If you are looking for clues for new directions, several figures are shown with full bodies which is not that common in his work.
A Mulher do Pastel
Titifreak has worked in a broad range of mediums without loosing his unmistakeable style, such as (this is a shameless device to just stick up a whole bunch of Titifreak pics from the show):
Vivendo No Campo – tar, spraypaint on canvas
5 Min – spraypaint on canvas
Liberdade – spraypaint on wood
Illustration II – ink and spray on paper
There is even a couple (at least) of pieces described as Oil and Beeswax on canvas (no pictures) and a collection of what looked like paint or charcoal on small chopping boards.

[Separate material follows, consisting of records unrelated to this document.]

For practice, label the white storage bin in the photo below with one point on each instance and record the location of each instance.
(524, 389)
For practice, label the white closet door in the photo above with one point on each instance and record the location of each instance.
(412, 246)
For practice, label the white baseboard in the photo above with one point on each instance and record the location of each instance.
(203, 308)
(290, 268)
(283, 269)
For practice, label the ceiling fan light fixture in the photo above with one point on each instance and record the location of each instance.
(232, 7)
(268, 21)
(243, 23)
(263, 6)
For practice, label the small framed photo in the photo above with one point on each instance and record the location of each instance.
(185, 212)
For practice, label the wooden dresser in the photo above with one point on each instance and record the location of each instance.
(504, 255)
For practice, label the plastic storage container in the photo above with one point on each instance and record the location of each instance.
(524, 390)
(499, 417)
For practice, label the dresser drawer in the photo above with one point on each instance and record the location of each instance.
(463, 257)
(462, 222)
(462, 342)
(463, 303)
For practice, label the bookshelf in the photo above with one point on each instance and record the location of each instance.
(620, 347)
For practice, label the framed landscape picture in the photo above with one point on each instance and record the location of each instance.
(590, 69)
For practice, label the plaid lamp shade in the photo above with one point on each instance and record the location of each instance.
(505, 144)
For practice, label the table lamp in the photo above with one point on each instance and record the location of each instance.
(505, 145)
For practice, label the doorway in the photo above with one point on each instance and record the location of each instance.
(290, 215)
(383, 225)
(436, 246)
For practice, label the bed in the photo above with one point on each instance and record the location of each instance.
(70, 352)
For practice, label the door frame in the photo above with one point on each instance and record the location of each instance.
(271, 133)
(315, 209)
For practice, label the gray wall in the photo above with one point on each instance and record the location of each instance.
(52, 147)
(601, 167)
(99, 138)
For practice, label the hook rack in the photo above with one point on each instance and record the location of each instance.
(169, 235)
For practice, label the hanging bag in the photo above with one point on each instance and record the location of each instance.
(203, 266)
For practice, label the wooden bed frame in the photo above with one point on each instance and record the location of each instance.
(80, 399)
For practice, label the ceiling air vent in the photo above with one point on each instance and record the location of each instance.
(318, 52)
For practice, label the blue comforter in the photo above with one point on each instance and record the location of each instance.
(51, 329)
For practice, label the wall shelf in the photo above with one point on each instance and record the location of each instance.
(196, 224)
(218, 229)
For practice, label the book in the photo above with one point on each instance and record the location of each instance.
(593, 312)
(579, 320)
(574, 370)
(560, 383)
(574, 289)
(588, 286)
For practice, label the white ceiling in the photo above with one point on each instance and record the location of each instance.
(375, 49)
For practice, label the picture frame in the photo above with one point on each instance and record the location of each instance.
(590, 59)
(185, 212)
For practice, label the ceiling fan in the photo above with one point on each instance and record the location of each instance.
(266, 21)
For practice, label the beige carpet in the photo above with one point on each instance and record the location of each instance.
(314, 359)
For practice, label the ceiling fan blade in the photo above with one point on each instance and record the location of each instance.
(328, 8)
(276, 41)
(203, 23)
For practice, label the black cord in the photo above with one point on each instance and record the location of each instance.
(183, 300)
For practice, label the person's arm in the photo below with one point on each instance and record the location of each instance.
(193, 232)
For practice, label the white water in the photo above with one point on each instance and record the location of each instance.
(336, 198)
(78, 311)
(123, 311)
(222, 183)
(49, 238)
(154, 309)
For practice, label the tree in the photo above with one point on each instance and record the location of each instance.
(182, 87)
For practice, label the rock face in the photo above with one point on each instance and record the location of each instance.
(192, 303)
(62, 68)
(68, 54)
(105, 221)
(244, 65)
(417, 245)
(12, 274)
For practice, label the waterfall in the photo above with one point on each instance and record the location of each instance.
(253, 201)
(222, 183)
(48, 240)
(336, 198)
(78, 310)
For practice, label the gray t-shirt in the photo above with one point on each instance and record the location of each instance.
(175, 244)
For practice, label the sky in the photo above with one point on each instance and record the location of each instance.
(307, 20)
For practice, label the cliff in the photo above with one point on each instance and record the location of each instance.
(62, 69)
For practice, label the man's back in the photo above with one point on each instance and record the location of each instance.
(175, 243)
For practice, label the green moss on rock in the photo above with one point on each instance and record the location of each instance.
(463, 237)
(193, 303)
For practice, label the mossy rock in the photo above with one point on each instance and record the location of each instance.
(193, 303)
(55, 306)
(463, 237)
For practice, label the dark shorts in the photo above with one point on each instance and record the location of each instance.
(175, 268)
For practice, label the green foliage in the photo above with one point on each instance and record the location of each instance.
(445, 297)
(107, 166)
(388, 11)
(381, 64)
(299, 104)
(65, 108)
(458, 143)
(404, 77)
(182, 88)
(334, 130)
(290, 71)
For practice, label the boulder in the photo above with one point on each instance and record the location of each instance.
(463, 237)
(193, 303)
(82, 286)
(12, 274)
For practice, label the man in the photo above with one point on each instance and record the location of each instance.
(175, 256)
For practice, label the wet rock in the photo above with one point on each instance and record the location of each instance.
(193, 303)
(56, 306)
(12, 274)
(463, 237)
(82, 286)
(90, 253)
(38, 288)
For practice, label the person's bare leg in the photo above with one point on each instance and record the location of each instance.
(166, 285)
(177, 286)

A couple of intriguing pieces are suspended bottles with black spraypaint scratched to reveal a characteristic Titifreak silhouetted face. Although the pieces are quite small, factor in the lens effect and you get a lush magnified and fish-eye distorted image.
Uma Dose De
Uma Dose De (detail)
This piece below is probably the epic showstopper. A piece of this scale took Titifreak much longer than he usually spends on an individual painting, worth the time and effort obviously.
More photos of the Titifreak pieces can be seen on flickr here
I had wanted to say that the other O Contemporary stock artists could stand shoulder to shoulder with Titifreak without losing anything in the comparison but going through the Titifreak pics again you get overwhelmed by their accomplishment. This isn’t to say the downstairs is poor, it is also extremely good. Zezou is present, but there will be more about him hopefully after his opening tomorrow at Pure Evil’s gallery. The others which shouldn’t be overlooked include Daniel Melim, seen at the original Cans and working here with emulsion, spraypaint and stencil on canvas.
Daniel Melim – Passagem2
There are a couple of awesome pieces by Alexander Resende, this explosion of colour clearly merits its title “Genesis” (which isn’t a reference to a proggy old school rock band).
Alexander Resende – Genesis
Speto has a couple of pieces worked in acrylic, spraypaint and marker.
Speto – Corujinha
This is Flip using tempera on wood, join me in the dunces class if you thought that was something to do with sushi.
Flip – Ipe Negro
Brits on show included Gerald Laing, John Simpson plus others. No pics – arrived quite late at the show and having drooled over the Titifreak there wasn’t really time to point the pinhole at everything.